== Phase 1: Landscape overview ==
=== Ureteral Stent: Concept ===
An antimicrobial ureteral stent, which inhibits encrustation and bacterial colonization while maintaining patient comfort.
The number of ureteral stents used in patients with stones 2 cm or less treated with ESWL is significant in spite of the lack scientific evidence in support of this practice. Of 1,029 urologists returning surveys, for patients with renal pelvic stones 10, 15 or 20 rnm treated with ESWL, routine stent placement was preferred by 25.3%, 57.1 % and 87.1 %, respectively. Urologists recommend using ureteroscopy rather than ESWL for distal ureteral calculi 5-1 0 mm.
== Phase 2: Deeper dive ==
=== Design Input ===
Verify if design input documents are sufficient and also verify if these input documents have been adequately linked to the product performance specifications.
=== Product Performance Specifications (PPS) ===
Verify that design inputs correlate adequately to the specifications and that appropriate design verification and validations (DV&V) are performed. Also verify if DV&V criteria are based on risk management documentation or if the criteria are based on sound statistical sampling plans. Verify that product performance specifications correspond to appropriate design output documents.
=== Risk Management documents ===
Review Risk Analysis, Design Failure Modes and Effects Analysis (DFMEA), Process FMEA, other risk management documentation. Verify that DFMEA links appropriately to the PPS. Also verify that appropriate DV&V reports and design output documents are reference correctly as risk mitigation activities in the DFMEA. Similarly verify that PFMEA links appropriately to the process validation protocol acceptance criteria and that in-process inspection procedures and/or manufacturing procedures are recorded as appropriate risk mitigation activities in the PFMEA.
=== Design Output documents ===
Drawings would be reviewed for completeness. We would recommend that Company X perform a First Article Inspection in order to verify the dimensions on the drawings.
=== Manufacturing documents ===
Review manufacturing procedures, component specifications, raw material specifications, in-coming and in-process inspection procedures for completeness. Review linkage between component and raw material specifications and appropriate in-coming inspection procedures. Ensure inspection procedures have adequate sampling plans based on PFMEA risk mitigation levels – this includes packaging and labeling materials. Review of calibration records and preventive maintenance records would be also performed. This would also include a review of the in-process / incoming inspection test methods and related test method validations.
=== Validation Report Review ===
DV&V reports, Shelf-life reports, Biocompatibility test reports, Sterilization reports, Packaging Validation reports, Process Validation Reports would be reviewed. This would also include a review of the design test methods and related test method validations.
Based on a review of the above DHF documents a potential outcome for the uretral catheter acquisition project could involve the following:
# Better explanation of existing design input documents and also better linkage between the design inputs and product specifications.

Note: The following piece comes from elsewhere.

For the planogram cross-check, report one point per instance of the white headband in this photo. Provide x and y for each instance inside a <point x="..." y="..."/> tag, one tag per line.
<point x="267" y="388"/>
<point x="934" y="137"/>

# Creation of some new test methods for design, incoming and in-process inspections and also include recommendations for the test method validations. Creation of any new DV&V data would be highly unlikely as it could potentially trigger a new submission or a note-to-file to the regulatory agencies.
# Change in raw materials to better grade materials for eg. Switching resin to a USP Class VI biocompatible resin. This would eliminate some on-going testing but require additional upfront one time biocompatibility testing.
# Updating drawings based on results from the FAI data.
# Converting existing Company Y documents into Company X format and identifying potential gaps and streamlining linkage between raw material specifications and inspection procedures.
# Identifying installation, operational and process qualification requirements with the assumption that no additional design verification and validation activities are required based on the fact that the device is currently approved for sale in the US and ROW.
# Recommend activities necessary for completing packaging, labeling, ship testing and shelf-life testing. Stress should be on being able to leverage existing data for shelf-life without changing the regulatory status of the device.
# Company X may want to perform additional biocompatibility testing to create an internal baseline and also update their biocompatibility files.
# Help streamline suppliers for components when switching over from Company Y to Company X. Search for existing Company X suppliers that can supply off the shelf items that Company Y may be sourcing from other vendors / suppliers.
# Identify process improvements that can be rolled into the manufacturing transfer without changing the design and impacting the existing regulatory status for the device e.g. instead of hand mixing pigment to resin use a pre-mixer to control quality of mixing and resulting extrusion or perform the molding and over-molding steps in 1 machine instead of 2 separate molding machines.